# Deep Learning for Computer Vision

---

**Goethe University Frankfurt am Main**

Winter Semester 2022/23

<br>

## *Assignment 3 (Network)*

---

**Points:** 25<br>
**Due:** 16.11.2022, 10 am<br>
**Contact:** Matthias Fulde ([fulde@cs.uni-frankfurt.de](mailto:fulde@cs.uni-frankfurt.de))<br>

---

**Your Name:**

<br>

<br>

## Table of Contents

---

- [1 Loss](#1-Loss)
- [2 Optimization](#2-Optimization-(5-Points))
  - [2.1 Gradient Descent with Momentum](#2.1-Gradient-Descent-with-Momentum-(3-Points))
  - [2.2 Weight Decay](#2.2-Weight-Decay-(2-Points))
- [3 Deep Neural Network](#3-Deep-Neural-Network-(20-Points))
  - [3.1 Definition](#3.1-Definition-(5-Points))
  - [3.2 Training](#3.2-Training-(15-Points))


<br>

## Setup

---

Besides the NumPy and Matplotlib libraries, we import the definitions of the network layers and the corresponding test cases.

In [None]:
import numpy as np
import matplotlib.pyplot as plt

%matplotlib inline

from modules import *
from utils import *

%load_ext autoreload
%autoreload 2

<br>

## Exercises

---

### 1 Loss

---

In this assignment we want to create and train a deep neural network for classification, hence we need a loss function. We want to use again the cross-entropy loss that we already implemented in the last assignment.

<br>

#### 1.1 Task

Complete the definition of the `CrossEntropyLoss` class in the `modules/loss.py` file.

Feel free to use the implementation shown in the solution for last week's assignment, but you can also copy your own solution. This exercise is not graded. If you have not implemented this loss in the previous assignment, we highly recommend that you try this yourself before using the given solution.

In the `forward` method of the class, compute the cross-entropy loss and store the result in the `out` variable that is returned from the method. Also cache the labels and the softmax probabilities to reuse them in the backward pass for gradient computation.

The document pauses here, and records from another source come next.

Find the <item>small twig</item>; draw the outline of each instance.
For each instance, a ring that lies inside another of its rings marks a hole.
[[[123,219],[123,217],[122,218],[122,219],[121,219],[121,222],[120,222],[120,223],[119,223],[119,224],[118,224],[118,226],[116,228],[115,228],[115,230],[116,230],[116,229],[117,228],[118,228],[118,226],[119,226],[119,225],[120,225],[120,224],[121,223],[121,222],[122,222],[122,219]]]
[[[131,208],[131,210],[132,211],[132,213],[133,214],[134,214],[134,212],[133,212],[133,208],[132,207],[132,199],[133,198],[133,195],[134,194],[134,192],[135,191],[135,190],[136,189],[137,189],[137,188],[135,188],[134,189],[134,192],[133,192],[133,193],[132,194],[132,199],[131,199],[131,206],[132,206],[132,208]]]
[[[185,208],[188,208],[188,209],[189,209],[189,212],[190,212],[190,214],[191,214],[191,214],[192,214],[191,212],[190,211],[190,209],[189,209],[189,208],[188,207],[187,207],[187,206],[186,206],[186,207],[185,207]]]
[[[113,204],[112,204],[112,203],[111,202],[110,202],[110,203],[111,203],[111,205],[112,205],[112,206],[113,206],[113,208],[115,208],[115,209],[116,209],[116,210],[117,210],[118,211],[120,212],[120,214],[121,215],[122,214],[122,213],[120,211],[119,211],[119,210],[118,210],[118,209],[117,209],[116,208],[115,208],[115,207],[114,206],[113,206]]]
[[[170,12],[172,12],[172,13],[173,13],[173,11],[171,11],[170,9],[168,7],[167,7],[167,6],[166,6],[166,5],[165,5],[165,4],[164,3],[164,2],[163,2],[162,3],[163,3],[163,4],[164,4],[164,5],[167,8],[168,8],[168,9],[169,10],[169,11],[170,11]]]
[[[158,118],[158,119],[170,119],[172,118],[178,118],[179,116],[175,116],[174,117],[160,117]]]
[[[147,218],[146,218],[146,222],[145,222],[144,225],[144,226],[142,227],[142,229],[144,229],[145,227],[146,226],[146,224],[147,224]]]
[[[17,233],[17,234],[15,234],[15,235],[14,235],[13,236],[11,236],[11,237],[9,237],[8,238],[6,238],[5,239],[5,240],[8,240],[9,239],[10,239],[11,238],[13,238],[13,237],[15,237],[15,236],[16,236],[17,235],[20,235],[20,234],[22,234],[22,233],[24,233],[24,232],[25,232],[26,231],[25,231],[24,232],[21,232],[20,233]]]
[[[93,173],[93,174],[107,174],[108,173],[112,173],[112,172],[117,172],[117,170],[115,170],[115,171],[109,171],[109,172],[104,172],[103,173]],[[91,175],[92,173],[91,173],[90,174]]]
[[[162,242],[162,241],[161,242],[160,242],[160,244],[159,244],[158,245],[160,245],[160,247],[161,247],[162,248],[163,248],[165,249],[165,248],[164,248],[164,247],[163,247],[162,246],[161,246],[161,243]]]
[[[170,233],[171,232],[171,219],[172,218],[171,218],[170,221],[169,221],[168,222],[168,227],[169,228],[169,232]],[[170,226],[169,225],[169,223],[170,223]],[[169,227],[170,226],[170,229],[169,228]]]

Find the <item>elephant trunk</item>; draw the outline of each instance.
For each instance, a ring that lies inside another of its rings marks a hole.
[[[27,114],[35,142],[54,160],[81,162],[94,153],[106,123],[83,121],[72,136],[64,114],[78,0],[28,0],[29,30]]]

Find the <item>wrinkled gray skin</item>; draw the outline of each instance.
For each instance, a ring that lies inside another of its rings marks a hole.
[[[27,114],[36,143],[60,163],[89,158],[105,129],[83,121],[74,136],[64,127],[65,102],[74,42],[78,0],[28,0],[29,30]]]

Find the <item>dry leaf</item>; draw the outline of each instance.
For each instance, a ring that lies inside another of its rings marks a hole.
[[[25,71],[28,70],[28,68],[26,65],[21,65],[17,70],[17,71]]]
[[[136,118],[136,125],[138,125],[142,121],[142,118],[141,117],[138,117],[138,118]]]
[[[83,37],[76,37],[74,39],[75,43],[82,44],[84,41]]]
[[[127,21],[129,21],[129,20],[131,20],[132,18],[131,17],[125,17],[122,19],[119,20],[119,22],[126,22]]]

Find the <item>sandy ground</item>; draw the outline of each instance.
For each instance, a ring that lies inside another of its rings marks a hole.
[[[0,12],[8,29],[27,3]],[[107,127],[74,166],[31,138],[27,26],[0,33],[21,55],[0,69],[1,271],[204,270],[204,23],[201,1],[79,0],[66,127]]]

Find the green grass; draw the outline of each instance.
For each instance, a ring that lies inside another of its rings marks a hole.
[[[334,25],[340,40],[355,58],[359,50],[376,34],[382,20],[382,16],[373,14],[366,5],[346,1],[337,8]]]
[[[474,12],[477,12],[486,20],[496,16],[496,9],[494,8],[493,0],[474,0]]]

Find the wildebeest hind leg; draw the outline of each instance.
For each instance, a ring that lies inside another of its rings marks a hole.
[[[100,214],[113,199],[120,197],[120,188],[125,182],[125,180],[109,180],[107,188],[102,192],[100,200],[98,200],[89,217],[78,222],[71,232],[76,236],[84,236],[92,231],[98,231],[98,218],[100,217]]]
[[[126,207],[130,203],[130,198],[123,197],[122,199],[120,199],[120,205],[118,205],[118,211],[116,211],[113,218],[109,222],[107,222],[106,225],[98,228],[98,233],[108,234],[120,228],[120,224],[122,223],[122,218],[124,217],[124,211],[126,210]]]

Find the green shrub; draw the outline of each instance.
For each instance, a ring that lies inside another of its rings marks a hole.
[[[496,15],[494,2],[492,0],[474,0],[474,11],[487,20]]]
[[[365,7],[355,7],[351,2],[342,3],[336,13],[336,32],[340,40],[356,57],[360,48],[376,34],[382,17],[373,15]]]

In the `backward` method compute the gradient of the loss with respect to the inputs. Store the gradient in the `in_grad` variable that is passed to the given model and that is returned from the method.

Use only vectorized operations.

<br>

#### 1.2 Test

To test the implementation you can run the following cell.

In [None]:
CrossEntropyLoss_test()

<br>

### 2 Optimization (5 Points)

---

So far we have only used vanilla gradient descent. That is, the update rule was to scale the gradient with the learning rate and subtract the result from the parameters. In this exercise we want to extend that concept a bit, taking into account also the previous updates.

<br>

### 2.1 Gradient Descent with Momentum (3 Points)

---

One of the problems with standard gradient descent is that the gradient with respect to a parameter may change rapidly during training. These oscillations of the gradient make optimization hard. In addition, there is also the problem of the gradient being stuck in a flat region, where the slope is almost zero. Gradient descent with momentum is one approach to tackle these problems.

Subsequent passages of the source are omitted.